While he derives some satisfaction from advances in green energy and the like, Sven Giegold is unhappy that most global investment can still be classed as environmentally unsustainable.  

“We see two things happening at the same time,” Giegold tells IPE. “We may be seeing growth in the green wave. There is more sustainable activity taking place. Evidence is clear from looking at developments in renewable energy, energy efficiency and in sustainable mobility.  

“But, at the same time we are also facing a destructive wave that is growing even faster,” he says. “This is undoing the good being done elsewhere. Globally, one major factor is ecological destruction of land resources, such as forests. Here, loss biodiversity is at an all-time high. This is not what the planet needs.”

According to the political left’s leading economist in the European Parliament, it is not enough to “place a green wave on top of another which is unsustainable”. Giegold deduces that action must take place in two stages. The first can be achieved by CO² pricing and by applying rules against unsustainable activity. 

The second step is to pressure the investment industry. Here he spells out recommendations that taxation measures must be taken to limit the profitability of unsustainable technology. At the same time, action should be applied to increase the profitability of sustainable activities. 

Is he satisfied with the progress that the Green movement has been making in the European Parliament.? No. 

However, Giegold sees “a growing interest in green finance”, he warns that “anyone who ignores this trend could lose out financially”. He explains: “Activities which are currently profitable could rapidly change to being unprofitable. This is because climate risk perceptions can easily adjust themselves abruptly”. 

Much would depend on the ‘tipping point’, he says, which could change the investment risk perspective radically. Hence, he recommends that investors “should be much more conscious that climate change risk is not sufficiently being factored into price modelling”. 
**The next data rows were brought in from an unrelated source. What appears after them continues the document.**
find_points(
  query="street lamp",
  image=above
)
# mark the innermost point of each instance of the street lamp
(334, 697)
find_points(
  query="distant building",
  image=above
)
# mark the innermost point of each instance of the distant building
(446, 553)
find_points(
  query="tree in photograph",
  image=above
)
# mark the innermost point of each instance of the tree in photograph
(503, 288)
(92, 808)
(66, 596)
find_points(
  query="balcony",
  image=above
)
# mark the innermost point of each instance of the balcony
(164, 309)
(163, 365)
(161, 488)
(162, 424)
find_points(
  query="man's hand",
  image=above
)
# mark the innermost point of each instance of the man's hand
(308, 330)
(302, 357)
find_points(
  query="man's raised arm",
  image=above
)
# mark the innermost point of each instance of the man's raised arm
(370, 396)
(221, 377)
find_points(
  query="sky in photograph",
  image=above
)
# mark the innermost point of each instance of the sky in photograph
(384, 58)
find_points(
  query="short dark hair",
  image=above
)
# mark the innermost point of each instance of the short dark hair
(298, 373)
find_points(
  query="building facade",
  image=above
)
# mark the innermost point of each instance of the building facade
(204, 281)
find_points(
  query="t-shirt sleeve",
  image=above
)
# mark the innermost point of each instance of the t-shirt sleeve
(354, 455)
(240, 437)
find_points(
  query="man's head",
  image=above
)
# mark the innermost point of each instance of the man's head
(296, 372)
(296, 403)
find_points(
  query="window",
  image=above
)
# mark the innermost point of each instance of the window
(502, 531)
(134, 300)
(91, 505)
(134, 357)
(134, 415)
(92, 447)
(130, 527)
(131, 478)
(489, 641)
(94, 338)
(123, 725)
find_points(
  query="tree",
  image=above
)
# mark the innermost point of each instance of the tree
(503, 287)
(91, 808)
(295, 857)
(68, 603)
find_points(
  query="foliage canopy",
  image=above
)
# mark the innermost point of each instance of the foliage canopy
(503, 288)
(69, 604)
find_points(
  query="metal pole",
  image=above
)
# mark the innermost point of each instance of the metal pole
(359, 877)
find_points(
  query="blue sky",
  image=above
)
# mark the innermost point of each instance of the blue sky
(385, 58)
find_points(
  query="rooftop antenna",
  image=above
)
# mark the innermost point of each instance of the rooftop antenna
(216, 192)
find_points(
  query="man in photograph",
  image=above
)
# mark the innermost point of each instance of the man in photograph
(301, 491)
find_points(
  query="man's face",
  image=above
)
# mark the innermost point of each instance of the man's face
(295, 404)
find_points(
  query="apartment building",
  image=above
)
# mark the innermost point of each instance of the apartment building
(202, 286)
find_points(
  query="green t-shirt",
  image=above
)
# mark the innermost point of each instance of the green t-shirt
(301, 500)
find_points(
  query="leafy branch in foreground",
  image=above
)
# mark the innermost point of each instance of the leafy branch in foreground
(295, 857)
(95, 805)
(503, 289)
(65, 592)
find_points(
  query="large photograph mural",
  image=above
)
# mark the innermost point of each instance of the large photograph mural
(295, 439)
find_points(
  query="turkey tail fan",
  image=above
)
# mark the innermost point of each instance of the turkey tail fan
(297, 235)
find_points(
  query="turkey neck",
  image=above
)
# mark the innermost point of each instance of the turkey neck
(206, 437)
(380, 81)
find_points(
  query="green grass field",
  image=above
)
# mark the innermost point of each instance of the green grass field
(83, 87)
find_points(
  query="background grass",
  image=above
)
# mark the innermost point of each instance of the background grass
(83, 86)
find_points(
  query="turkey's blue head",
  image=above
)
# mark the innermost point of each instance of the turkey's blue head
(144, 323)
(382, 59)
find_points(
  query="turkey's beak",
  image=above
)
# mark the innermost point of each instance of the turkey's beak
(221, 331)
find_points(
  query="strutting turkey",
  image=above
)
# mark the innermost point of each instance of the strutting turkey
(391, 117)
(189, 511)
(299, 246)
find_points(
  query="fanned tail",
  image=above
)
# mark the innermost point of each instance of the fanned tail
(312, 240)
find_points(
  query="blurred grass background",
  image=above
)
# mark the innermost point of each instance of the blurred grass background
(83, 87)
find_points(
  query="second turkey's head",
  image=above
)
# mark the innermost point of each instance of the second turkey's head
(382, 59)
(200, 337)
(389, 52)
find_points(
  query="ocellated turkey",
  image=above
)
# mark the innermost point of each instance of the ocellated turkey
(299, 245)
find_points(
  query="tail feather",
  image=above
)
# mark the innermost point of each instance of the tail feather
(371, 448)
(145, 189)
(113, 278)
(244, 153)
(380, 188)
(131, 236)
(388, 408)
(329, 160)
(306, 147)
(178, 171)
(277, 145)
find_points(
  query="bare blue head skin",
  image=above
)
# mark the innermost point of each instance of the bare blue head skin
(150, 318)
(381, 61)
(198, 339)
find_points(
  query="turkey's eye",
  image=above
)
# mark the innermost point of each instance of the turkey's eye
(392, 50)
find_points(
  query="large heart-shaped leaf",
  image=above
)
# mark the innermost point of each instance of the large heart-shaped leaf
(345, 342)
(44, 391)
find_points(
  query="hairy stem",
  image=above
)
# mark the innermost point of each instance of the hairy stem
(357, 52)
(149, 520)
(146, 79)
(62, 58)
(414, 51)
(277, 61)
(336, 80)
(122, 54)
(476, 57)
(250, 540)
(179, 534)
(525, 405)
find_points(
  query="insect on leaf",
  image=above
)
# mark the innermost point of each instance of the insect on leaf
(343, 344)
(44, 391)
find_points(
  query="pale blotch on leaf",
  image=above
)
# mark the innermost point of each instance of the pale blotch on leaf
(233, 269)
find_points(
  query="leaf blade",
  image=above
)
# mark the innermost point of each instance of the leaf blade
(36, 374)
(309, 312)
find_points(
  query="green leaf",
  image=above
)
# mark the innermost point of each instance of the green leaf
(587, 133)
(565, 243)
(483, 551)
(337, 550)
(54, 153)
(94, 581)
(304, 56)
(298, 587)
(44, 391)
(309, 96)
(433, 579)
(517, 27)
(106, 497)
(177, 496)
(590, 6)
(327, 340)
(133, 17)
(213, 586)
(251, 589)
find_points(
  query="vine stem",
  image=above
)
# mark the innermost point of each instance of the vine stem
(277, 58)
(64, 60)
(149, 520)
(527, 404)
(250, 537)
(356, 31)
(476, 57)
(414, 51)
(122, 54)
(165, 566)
Of course, Giegold is aware that he is hardly alone in his position. For instance, the World Economic Forum (WEF), in a 2017 report, found that, “the choice of renewable energy is no longer just an environmentally sustainable choice, but an opportunity for long term investment with a good return”. The WEF quoted a Bloomberg Energy New Finance estimate that investment in renewable energy will reach $7.8trn (€6.9trn) by 2040.

sven giegold

Similar figures have been published by the International Energy Agency (IEA). It notes that global spending on renewable energy is already outpacing fossil fuels and nuclear power. It estimates that renewables will account for 56% of net generating capacity in 2025. 

Further data is included in the Organisation for Economic Co-operation and Development’s (OECD) recently published Renewables 2018 report. The study, which comprises an analysis and forecast to 2023, states that “the electricity sector remains the brightest spot for renewables, with exponential growth of solar photovoltaics and wind in recent years”. 

However, the OECD adds that electricity accounts for only a fifth of global energy consumption and adds that the role of renewables in transportation and heating remains critical to the energy transition. 

Giegold also opines on the automative sector. In light of Tesla’s advances in battery technology with its Model 3, the Green politician says German and other EU manufacturers have fallen into “a dangerous position”. 

On investment in hydrogen fuel-cells as a substitute for battery power in automatives, Giegold’s view is that hydrogen has already lost the race. “I simply don’t believe in it,” he opines. “We may have heard talk about fuel cells for ages, but we simply do not have the infrastructure in place.” Yet he notes that Europe’s network of superchargers is growing fast.

As for algae-based fuel, or biomass, for mobility, he would not oppose such developments, but says photo-voltaics are “unbeatably more effective”. The comparative energy derived per square metre from a solar panel makes for a difference he rates as “stunning”.

On the likely progress of Green thinking during the next European Parliament, Giegold says this will of course depend on election results. Giegold will continue to promote fair corporate taxation and combat money laundering and drives against the mis-selling of financial products. 

Moreover, he will continue to support the pan-European Personal Pension Product (PEPP), and what he describes as pension savings products that are truly beneficial for consumers. 

Reflecting his morals, derived from German Protestant teaching, he states: “It is intolerable for European banks to have their fingers playing with dirty money. Money laundering is the lubricant for corruption, terrorism and unfair competition.”